G53A-07:
Estimation and Mitigation of Thermal Expansion Phase in Persistent Scatterer Interferometry in an Urban Environment
Abstract:
Mapping of surface deformation using Interferometric SAR requires estimation and removal of phase from different sources including topographic phase and variations in path delay due to propagation through the ionosphere and atmosphere. One additional term that is particularly relevant in urban environments is the differential phase due to thermal expansion of structures. Uncorrected, the thermal expansion phase leads to loss of persistent scatterers, especially in the upper part of tall buildings, and large errors in the deformation time series. The objective of our work was to estimate and mitigate the thermal expansion phase such that the PSI solution can include tall buildings that have significant thermal phase signatures as well as improving the accuracy for all scatterers affected by thermal effects.In the first order approximation the thermal expansion depends linearly on the temperature difference as well as on the length of the object with a material dependent thermal expansion coefficient. Both the material dependent coefficient and the effective object length are typically not well known for a persistent scatterer. Applying for each scatterer a linear regression with respect to the temperature difference on the stack of residual phases that include the thermal phase, permits determination of a thermal sensitivity parameter β (radians/degree C) and an intercept. The temperature phase model can then be applied to subtract a thermal phase term. The temperature phase model can also be extended by interpolation to points not yet included in the solution allowing the PS solution to extend to structures previously not part of the solution.

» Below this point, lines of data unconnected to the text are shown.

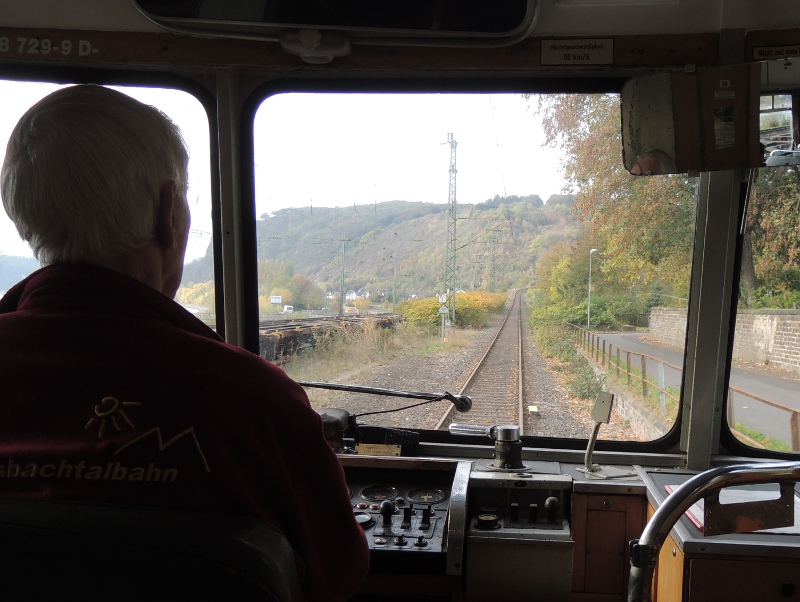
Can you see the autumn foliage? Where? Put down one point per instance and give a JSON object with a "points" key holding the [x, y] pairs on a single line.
{"points": [[472, 309]]}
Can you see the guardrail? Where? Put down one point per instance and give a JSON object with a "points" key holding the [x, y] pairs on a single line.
{"points": [[610, 357]]}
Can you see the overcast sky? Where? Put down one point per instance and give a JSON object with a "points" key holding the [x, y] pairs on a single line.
{"points": [[337, 150]]}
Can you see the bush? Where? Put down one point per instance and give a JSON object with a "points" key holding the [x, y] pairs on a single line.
{"points": [[584, 382], [472, 309]]}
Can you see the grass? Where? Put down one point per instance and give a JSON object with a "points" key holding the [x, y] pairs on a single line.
{"points": [[555, 342], [351, 354], [761, 439]]}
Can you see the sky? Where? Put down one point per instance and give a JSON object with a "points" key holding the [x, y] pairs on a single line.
{"points": [[329, 150]]}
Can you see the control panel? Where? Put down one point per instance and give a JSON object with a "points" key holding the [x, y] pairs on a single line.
{"points": [[402, 516], [404, 508], [519, 514], [519, 505]]}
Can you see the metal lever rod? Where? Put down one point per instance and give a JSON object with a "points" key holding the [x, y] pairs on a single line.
{"points": [[473, 430]]}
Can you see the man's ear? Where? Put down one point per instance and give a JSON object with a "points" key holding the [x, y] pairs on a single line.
{"points": [[166, 226]]}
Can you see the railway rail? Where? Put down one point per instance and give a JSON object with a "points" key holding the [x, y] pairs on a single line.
{"points": [[496, 383]]}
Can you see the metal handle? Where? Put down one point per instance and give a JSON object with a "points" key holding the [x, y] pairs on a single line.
{"points": [[506, 432], [644, 551], [471, 429]]}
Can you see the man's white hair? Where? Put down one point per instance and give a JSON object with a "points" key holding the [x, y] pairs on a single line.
{"points": [[84, 170]]}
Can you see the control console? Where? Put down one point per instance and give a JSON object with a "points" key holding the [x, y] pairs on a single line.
{"points": [[403, 507]]}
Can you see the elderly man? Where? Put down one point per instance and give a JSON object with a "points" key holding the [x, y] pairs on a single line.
{"points": [[111, 391]]}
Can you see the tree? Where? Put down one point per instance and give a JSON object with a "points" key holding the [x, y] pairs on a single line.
{"points": [[771, 255], [644, 225]]}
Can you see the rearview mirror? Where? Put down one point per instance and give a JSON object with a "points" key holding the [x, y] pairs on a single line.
{"points": [[692, 122]]}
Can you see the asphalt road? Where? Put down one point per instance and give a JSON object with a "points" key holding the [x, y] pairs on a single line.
{"points": [[758, 385]]}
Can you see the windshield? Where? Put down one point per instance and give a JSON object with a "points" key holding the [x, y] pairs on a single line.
{"points": [[401, 227]]}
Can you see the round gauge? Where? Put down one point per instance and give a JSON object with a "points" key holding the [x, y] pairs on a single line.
{"points": [[378, 493], [426, 496]]}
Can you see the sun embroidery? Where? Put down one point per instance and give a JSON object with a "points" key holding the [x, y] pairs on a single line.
{"points": [[110, 410]]}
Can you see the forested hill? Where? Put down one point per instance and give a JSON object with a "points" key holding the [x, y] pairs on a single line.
{"points": [[402, 244]]}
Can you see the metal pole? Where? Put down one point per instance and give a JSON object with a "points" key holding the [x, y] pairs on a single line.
{"points": [[589, 302]]}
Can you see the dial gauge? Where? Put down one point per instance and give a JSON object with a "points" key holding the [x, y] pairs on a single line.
{"points": [[378, 493], [427, 495]]}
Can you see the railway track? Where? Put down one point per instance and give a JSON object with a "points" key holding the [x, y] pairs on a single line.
{"points": [[496, 383]]}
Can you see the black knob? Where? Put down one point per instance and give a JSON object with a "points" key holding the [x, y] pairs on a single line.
{"points": [[425, 523], [386, 510], [551, 506], [488, 521], [533, 510]]}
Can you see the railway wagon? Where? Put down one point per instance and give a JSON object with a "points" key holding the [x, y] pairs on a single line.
{"points": [[664, 133]]}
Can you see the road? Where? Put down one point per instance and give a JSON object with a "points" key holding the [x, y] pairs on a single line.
{"points": [[758, 383]]}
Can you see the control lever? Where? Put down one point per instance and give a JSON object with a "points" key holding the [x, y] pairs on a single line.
{"points": [[507, 447], [552, 505], [601, 414], [387, 510]]}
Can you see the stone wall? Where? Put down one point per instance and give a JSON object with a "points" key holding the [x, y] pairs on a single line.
{"points": [[763, 337]]}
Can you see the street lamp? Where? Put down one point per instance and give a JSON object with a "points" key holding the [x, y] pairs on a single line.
{"points": [[589, 303]]}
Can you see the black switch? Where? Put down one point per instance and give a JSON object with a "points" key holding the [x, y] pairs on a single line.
{"points": [[406, 524], [426, 519]]}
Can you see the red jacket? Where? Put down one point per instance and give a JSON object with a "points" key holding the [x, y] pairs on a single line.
{"points": [[112, 392]]}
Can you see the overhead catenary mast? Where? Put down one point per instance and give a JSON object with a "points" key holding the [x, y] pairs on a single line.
{"points": [[450, 254]]}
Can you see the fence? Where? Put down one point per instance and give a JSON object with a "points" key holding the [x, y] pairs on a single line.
{"points": [[610, 358]]}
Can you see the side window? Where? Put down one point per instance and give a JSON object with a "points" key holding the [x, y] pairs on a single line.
{"points": [[762, 408], [197, 289]]}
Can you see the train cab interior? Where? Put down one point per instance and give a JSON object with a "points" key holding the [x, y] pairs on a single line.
{"points": [[675, 128]]}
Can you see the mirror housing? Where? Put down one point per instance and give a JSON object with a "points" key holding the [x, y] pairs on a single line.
{"points": [[692, 122]]}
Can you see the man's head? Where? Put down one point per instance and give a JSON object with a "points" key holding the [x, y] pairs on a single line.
{"points": [[92, 175]]}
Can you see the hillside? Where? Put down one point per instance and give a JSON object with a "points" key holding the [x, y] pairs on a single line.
{"points": [[401, 245]]}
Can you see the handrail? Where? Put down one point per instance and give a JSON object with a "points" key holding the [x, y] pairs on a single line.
{"points": [[644, 551]]}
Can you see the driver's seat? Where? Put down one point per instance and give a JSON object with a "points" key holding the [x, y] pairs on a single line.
{"points": [[83, 551]]}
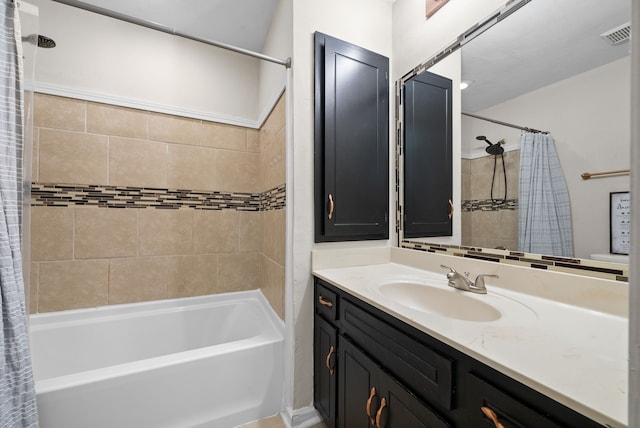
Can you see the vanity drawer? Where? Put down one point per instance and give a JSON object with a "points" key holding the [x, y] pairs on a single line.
{"points": [[509, 411], [326, 302], [427, 373]]}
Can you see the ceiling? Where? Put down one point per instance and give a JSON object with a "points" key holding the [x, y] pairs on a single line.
{"points": [[241, 23], [543, 42]]}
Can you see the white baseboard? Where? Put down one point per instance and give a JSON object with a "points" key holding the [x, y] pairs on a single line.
{"points": [[301, 418]]}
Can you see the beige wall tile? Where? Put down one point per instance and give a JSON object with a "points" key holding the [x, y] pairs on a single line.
{"points": [[137, 163], [272, 284], [35, 150], [253, 140], [224, 136], [74, 158], [117, 121], [165, 232], [137, 279], [238, 172], [215, 231], [51, 233], [54, 112], [73, 284], [192, 275], [274, 235], [174, 129], [238, 271], [105, 232], [251, 230], [194, 168], [34, 275]]}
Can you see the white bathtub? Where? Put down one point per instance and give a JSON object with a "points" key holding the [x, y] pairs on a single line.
{"points": [[211, 361]]}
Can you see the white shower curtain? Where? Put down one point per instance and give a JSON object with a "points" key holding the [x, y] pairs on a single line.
{"points": [[544, 210], [17, 390]]}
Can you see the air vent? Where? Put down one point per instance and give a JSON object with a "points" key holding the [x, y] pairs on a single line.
{"points": [[618, 35]]}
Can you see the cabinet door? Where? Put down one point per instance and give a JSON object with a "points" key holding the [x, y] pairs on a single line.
{"points": [[427, 156], [351, 142], [401, 409], [358, 389], [324, 370]]}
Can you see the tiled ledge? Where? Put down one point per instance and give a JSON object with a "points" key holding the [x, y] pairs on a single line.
{"points": [[584, 267], [64, 195]]}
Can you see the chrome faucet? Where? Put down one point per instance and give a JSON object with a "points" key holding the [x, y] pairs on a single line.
{"points": [[462, 282]]}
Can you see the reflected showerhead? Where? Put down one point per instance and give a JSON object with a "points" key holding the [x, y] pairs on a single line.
{"points": [[493, 149]]}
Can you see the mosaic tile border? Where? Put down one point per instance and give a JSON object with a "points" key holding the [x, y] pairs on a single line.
{"points": [[612, 271], [64, 195], [472, 205]]}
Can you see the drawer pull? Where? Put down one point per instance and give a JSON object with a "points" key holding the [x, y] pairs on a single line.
{"points": [[324, 302], [491, 415], [373, 394], [383, 404], [331, 206], [328, 361]]}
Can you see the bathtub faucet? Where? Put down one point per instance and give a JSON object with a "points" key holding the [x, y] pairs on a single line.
{"points": [[462, 282]]}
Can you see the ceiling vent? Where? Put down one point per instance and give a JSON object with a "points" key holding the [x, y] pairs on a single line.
{"points": [[618, 35]]}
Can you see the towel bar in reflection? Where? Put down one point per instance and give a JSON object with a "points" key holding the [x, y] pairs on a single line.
{"points": [[588, 175]]}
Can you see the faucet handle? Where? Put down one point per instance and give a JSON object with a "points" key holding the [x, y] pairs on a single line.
{"points": [[451, 270], [480, 280]]}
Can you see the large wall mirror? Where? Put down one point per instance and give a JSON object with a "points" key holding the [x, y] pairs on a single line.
{"points": [[543, 65]]}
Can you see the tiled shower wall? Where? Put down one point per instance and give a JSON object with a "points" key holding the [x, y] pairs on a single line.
{"points": [[486, 223], [130, 205]]}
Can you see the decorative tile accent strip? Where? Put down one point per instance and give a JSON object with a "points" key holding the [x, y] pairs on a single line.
{"points": [[612, 271], [488, 205], [62, 195]]}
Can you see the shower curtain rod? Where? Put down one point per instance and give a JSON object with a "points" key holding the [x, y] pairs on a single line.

We present an analysis of the thermal expansion phase signal for a stack of 48 TerraSAR‑X 2m resolution stripmap mode scenes acquired over Barcelona, Spain during the period 2007-Dec-30 to 2011-Nov-07. Maps of the residual phase before and after correction for thermal expansion as well as the thermal expansion parameter are presented (see Figures 1 and 2), confirming a significant improvement in the spatial coverage and quality.